The lights are brighter here than my usual place, but I don’t really trust Kass. Not like that. Still, this place is good enough to meet someone in a light level of privacy. I head over to a corner table, and seat ourselves. It’s not warm, nor friendly, but it is quiet. No one listening but the people that are always listening. I slouch there, in my hoodie and jeans, sipping on the beer that I ordered. Gathering my thoughts for the discussion to come.

After a few minutes, Kassidy walks into the place. She heads over to the bar, orders herself a drink, then scans the barely half full room. It takes a moment, because of the intentional placement of these booths, but she does shortly lock eyes with me, nod to acknowledge my existence, then turns right back to the bartender. Probably chatting while she waits for some cocktail.
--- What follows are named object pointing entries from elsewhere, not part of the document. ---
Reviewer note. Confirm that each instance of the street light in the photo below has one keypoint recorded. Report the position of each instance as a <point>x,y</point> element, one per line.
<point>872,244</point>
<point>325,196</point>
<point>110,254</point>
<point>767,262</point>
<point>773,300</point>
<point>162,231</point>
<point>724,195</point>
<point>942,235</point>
A moment later, she collects what indeed does look like a cocktail, and heads right on over.

“Greg,” she says, “What’s with this place?” She seats herself in the booth across from me.
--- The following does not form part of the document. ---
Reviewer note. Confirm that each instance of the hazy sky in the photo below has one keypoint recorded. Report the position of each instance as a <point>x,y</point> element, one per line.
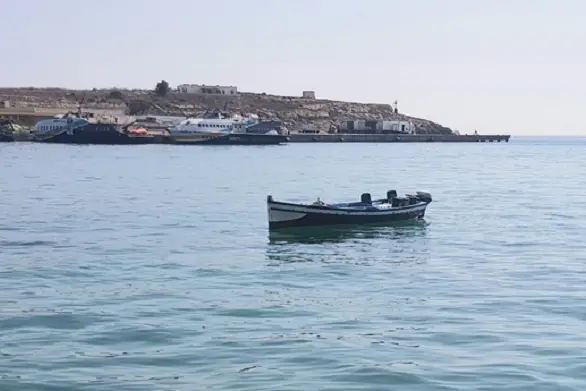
<point>498,66</point>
I shrug. “It’s a race, right?” I reply, “Figured we should have a place out of the way to strategize without our competition listening.”

Kass takes this in, and nods. “Still doesn’t explain the bar thing,” she counters as she takes a drink.

I smirk. “I just know you too well,” I joke.

She looks at me and smirks herself. “I feel like that’s a bit offensive, but also like it would be much more offensive if I wasn’t actively drinking right now,” she jokes right back.

I chuckle, shrugging. “On to brass tacks. The project.”

Kass groans, loudly, and shakes her head. “The worst. We don’t have near enough to work off of.”

I begin. “Well, let’s go through what we do know. We know the size of the box. That can narrow down hiding spots and what is inside.”

“We know the contents will need to be able to be refilled whenever one of the partnerships takes them,” she realizes, thinking about the puzzle.

“Probably not by one of our professors, because they’re busy with research and teaching, but one of the Agents stationed here,” I offer.

“Since it’s a challenge where the timing matters beyond simply the race, Court Magister Yildiz would make sure finding it second wouldn’t be any easier than finding it first, so it would have to be somewhere that one of the agents frequents often enough that they could replace it whenever it goes missing.”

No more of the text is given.